PG: I started Shikshya Foundation Nepal with my siblings and a few friends as an effort to give back. Our primary focus is to educate children by opening schools, libraries and reading centres all over the country. I think that anyone who has an audience or a platform has a responsibility to give back. The very fact that we’re able to sit here and discuss this is because we’ve been fortunate enough to be given that chance—to be born in a certain family, to go to school, to learn, to have a certain privilege—a lot of people aren’t. And it’s our duty to help others achieve the same. The reason I’m here today is because somebody opened the door for me. I want to make sure I leave it ajar.
ELLE: What do you say to detractors who claim fashion is anti-feminist?
PG: I think that they’re foolish. To trivialize fashion by saying it’s anti-feminist is one of the most ridiculous and unintelligent things to say. Not only has fashion given the world some of it’s most incredible influencers and shapers—people like Coco Chanel, Donna Karan, Diane Von Furtesnburg—but as designers, we’re giving women choices of how they want to dress. The very fact that they have that is one of the hallmarks of feminism: the element of choice.

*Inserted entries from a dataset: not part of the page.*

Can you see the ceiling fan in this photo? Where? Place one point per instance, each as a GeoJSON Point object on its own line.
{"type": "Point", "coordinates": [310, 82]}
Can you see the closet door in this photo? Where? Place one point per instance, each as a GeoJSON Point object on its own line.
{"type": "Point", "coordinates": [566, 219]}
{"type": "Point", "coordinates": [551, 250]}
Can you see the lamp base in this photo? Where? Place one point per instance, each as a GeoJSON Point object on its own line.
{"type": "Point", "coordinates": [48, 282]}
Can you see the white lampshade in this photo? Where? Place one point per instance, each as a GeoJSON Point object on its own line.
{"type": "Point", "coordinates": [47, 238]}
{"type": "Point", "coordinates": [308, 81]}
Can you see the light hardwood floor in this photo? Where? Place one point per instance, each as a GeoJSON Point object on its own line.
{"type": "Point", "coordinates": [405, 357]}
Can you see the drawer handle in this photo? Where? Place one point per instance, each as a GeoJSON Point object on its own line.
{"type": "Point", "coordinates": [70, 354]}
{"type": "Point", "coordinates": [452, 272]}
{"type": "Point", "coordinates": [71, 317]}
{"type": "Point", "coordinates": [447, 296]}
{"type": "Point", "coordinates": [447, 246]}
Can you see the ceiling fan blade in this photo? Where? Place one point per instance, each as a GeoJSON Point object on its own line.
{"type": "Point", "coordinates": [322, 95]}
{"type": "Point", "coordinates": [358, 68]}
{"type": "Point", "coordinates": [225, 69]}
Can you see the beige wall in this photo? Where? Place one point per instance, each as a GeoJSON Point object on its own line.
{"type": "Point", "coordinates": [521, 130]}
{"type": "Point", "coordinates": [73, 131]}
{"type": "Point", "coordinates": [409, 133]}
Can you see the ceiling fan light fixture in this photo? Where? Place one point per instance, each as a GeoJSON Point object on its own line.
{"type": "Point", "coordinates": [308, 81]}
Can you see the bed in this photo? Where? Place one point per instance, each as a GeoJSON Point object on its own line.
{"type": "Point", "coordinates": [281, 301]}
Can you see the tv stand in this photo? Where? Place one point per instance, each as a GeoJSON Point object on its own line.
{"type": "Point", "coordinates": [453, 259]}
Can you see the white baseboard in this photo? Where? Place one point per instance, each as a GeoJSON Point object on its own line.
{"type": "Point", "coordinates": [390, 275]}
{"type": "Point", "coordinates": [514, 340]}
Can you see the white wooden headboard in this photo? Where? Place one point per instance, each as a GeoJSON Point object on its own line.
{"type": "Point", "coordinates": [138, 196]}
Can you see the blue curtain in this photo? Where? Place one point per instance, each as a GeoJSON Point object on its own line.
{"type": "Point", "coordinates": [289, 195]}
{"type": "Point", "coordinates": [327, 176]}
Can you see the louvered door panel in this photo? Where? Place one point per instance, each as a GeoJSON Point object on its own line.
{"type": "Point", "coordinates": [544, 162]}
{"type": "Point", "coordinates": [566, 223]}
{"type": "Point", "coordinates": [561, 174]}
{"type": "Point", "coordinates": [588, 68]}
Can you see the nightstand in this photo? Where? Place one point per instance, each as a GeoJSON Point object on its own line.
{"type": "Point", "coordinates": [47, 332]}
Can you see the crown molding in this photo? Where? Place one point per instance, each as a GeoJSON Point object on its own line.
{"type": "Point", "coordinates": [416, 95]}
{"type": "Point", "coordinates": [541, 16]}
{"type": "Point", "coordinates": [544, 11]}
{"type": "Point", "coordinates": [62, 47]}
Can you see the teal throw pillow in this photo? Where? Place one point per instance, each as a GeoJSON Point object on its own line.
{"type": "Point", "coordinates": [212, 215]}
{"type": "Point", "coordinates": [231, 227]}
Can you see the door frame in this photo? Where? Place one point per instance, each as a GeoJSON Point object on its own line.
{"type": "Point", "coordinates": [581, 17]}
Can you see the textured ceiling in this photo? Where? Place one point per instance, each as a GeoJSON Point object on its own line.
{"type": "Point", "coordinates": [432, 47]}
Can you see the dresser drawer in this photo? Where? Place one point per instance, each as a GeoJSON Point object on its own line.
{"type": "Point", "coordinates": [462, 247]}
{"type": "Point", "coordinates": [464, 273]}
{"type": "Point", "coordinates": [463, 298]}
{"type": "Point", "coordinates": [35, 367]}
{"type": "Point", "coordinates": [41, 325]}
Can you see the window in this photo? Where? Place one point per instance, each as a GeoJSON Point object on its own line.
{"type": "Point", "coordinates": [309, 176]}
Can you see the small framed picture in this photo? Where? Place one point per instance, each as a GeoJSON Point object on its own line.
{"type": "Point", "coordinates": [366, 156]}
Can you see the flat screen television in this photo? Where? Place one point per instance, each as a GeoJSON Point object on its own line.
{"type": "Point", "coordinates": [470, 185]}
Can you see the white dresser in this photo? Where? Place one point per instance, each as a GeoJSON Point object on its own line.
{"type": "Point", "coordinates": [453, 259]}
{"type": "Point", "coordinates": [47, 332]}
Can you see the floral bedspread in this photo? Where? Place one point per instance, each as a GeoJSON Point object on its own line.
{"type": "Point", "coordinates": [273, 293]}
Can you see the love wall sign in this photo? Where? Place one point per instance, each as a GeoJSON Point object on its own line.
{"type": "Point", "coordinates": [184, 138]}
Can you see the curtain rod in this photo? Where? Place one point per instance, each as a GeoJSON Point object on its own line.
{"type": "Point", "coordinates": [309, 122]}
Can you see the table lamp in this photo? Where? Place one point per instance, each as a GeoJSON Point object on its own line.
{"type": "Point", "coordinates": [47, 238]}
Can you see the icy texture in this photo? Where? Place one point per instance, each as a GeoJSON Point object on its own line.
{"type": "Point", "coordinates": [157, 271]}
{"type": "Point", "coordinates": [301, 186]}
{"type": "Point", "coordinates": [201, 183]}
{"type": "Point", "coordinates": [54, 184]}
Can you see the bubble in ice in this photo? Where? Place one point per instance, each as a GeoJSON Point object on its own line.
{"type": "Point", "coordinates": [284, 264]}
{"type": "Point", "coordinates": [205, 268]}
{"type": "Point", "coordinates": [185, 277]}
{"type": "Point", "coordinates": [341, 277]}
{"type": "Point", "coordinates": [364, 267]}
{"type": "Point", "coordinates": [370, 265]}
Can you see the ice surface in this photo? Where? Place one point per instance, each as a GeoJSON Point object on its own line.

ELLE: Fashion is probably more diverse right now than it has ever been, with the inclusion of trans/gender-nonconforming models — but what about diversity in size?
PG: I think it’s very important. In fact, I’m currently collaborating with Lane Bryant and we’re doing a collection that focuses on plus-sized women. I also recently wrote a piece on Lenny Letter that talks about the importance of diversity in fashion. It’s very important for me. Part of the reason I’m in fashion is to have a conversation on inclusion—of gender, identity, sexuality and more. As a brand, I have always offered size zero to 22 but retailers don’t buy it. With Lane Bryant we’re going to be able to reach out to a lot more people and keep that conversation going. It’s important for people to realise that fashion can be inclusive, that there’s something for everyone.
ELLE: How do you think your time in India shaped your career?
PG: It’s made me the person I am today. It let me find myself and helped me realise that yes, I can turn my passion into a career. India also gave me the ability to work my senses and opened my eyes to a world of inspiration—most of all, Bollywood. It gave me the ability to dream and allowed me to soar.
Prabal Gurung’s trunk show is on display at Le Mill between 11am to 7pm. The collection will be available to shop, by order, till the end of Spring/Summer’17.